Intuit recently finalized its acquisition of Credit Karma in a deal that was reportedly valued at $8.1 billion (a combination of cash and stock). This figure is a substantial increase from the last value of $7.1 billion when the potential deal was first revealed back in February 2020.
Since that time, Intuit’s stock price has surged around 25% and Credit Karma’s working capital has also increased. This may have led to the higher $8 billion+ valuation. But the relatively high valuation may be a bit unexpected because Credit Karma had sold off its tax-preparation software to Square (NYSE:SQ) in November 2020.
This was done in order to avoid potential antitrust issues ahead of the firm’s merger with Intuit, which is the creator of TurboTax. An Intuit representative confirmed that the updated acquisition price wasn’t actually based on proceeds generated from that transaction (in which Square reportedly paid $50 million).

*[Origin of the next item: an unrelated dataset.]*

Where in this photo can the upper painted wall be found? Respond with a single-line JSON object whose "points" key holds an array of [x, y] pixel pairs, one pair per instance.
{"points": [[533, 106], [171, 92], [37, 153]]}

But Sasan Goodarzi, CEO at Intuit, stated that he’s not too concerned about acquiring a smaller firm.
He told Fortune:
“For us this was never about tax, so it wasn’t important to us. We felt our platform was very strong.”
Instead, Intuit was more impressed by the overall reach of Credit Karma, which is a 13+ year-old firm that claims more than 110 million users. Intuit was also interested in Credit Karma’s various other financial products such as its credit card and its loan comparison software tools. The company’s checking and savings accounts was also of interest to Intuit because it may be expanding its business to offer similar services.
Goodarzi noted that Credit Karma has been trying to do “exactly” what they’re planning to do. He believes the firm is 10 years ahead of where Intuit needs to be, adding that his firm intends to allow Credit Karma to maintain operations as an independent entity.
“[Credit Karma is] the largest, most powerful fintech company out there. But what makes Credit Karma the most special is not just the scale of customers—which by the way has not been replicated by anyone—it’s their data.”
Ken Lin, CEO and Founder at Credit Karma, stated that one of the main frustrations for clients is trying to figure out whether they qualify for a particular product or service. Although Credit Karma may be able to predict a consumer’s eligibility for a personal loan by simply using their credit reports, creditworthiness is merely 60-80% of the approval process.
A clients’ ability to pay back the loan can be a lot more difficult to accurately estimate without having access to their personal financial details like tax returns. Lin acknowledged that “now obviously with Intuit and TurboTax, we’re able to increase our certainty much higher.”